G8 di Genova, il giudizio
è chiuso per sempre

A 20 anni dal G8 di Genova e dai gravissimi fatti che tennero sospeso per giorni lo stato di diritto in Italia, la giustizia continua a emettere il suo giudizio come un’onda lunga. Si tratta stavolta di un verdetto europeo, quello della Corte europea dei diritti dell’uomo, che rigetta come «irricevibili» i ricorsi presentati da alcuni poliziotti che erano stati condannati per la famigerata irruzione nella scuola Diaz, alla periferia della città della Lanterna. Ed è come se i giudici, rifiutandosi di emettere un’altra sentenza, la emettessero di fatto. Le accuse dei ricorrenti, dicono i giudici di Strasburgo, sono «manifestamente infondate» e il ricorso è «irricevibile». Nella sostanza la Corte sentenzia che non c’è nulla da aggiungere ai tre gradi di giudizio emessi dalle corti italiane.

Per i gravissimi pestaggi alla Diaz (ma parlare di pestaggio è un eufemismo, quella notte i manganelli del reparto celere hanno rotto avambracci, crani, femori e quant’altro, senza pietà, lasciando macchie di sangue dappertutto e giovani e vecchi senza sensi sui pavimenti delle aule della scuola), la Corte di Cassazione ha confermato le condanne per 40 imputati ritenuti colpevoli (ma per 33 di loro il reato è prescritto). I pubblici ministeri di Genova avevano chiesto 76 anni in tutto. Gli occupanti della scuola, che nulla avevano a che fare con i black bloc che invece avevano messo a ferro e fuoco la città e fatto sfuggire di mano la situazione alle forze dell’ordine, vennero poi trasferiti nella caserma di Bolzaneto, dove furono sottoposti a torture fisiche e psicologiche.
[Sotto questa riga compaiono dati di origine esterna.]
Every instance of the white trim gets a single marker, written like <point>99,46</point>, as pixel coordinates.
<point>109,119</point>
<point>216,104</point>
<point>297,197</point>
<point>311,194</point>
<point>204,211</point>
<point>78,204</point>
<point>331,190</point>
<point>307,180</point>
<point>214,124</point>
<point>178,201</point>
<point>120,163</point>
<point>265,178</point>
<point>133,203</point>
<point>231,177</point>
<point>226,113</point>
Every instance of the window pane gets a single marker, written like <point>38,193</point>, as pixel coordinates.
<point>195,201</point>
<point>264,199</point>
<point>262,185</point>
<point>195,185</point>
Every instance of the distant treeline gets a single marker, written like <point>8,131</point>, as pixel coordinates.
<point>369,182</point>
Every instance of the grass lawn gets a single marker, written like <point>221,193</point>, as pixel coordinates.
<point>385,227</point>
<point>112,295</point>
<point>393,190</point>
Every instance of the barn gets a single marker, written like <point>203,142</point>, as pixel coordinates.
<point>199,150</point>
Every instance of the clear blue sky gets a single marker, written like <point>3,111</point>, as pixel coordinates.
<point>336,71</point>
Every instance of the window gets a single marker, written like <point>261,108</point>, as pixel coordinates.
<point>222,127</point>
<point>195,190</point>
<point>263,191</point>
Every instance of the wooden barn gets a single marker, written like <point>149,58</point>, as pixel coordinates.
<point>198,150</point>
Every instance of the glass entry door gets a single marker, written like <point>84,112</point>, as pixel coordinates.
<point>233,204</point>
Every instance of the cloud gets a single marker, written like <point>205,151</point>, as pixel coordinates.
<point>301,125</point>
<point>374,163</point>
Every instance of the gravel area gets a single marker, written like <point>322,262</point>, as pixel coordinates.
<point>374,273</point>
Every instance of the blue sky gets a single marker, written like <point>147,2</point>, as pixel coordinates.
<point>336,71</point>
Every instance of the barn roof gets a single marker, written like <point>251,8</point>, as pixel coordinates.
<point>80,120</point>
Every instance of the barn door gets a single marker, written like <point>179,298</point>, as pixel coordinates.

Un film che dà l’idea di quel che è accaduto è senz’altro il film «Diaz» di Daniele Vicari, sconsigliato però a chi ha uno stomaco particolarmente delicato.

Del resto non avrebbe potuto essere diversamente. La Cedu si era già pronunciata sui fatti di Genova, definendo il blitz notturno nella scuola «punitivo, vendicativo e diretto all’umiliazione e alla sofferenza fisica e mentale delle vittime». I fatti della Diaz consumati tra il 19 e il 21 luglio 2001 hanno segnato un’altra notte della Repubblica, un vero e proprio trauma in cui sono state soppresse le garanzie costituzionali. Non fu un’operazione di polizia, fu una rappresaglia di stampo sudamericano che nell’intenzione di chi l’ha diretta doveva ristabilire il potere scivolato via delle forze dell’ordine soccombenti e che invece ha lasciato una ferita aperta nella storia del Paese. Anche se nei tempi lunghi l’Italia ha dimostrato di essere uno Stato di diritto, grazie alla garanzia della suddivisione dei poteri e all’azione inflessibile della magistratura e degli altri corpi di polizia. Non è stato un percorso facile. Ci sono stati anni di insabbiamenti, depistaggi, dichiarazioni fuorvianti, omertà e reticenze anche da parte delle figuri apicali delle forze dell’ordine. Qualcuno ha pagato, altri no. Non dobbiamo nemmeno dimenticare che dopo Bolzaneto la tortura è tornata a essere reato in Italia (con pene molto severe che vanno dai 4 ai dieci anni di reclusione se sono commessi da un pubblico ufficiale).

Il giudizio su quei fatti è chiuso per sempre, riaffermando ancora una volta le norme imprescindibili di uno Stato che tutela i diritti umani, punisce ogni prevaricazione da parte delle forze dell’ordine e sancisce la sacra tutela di ogni imputato quando perde provvisoriamente la sua libertà personale. Ma la sospensione dei diritti civili e umanitari non è una faccenda cancellata per sempre, occorre vigilare sempre. I fatti inquietanti di Santa Maria Capua Vetere sono lì a dimostrarlo.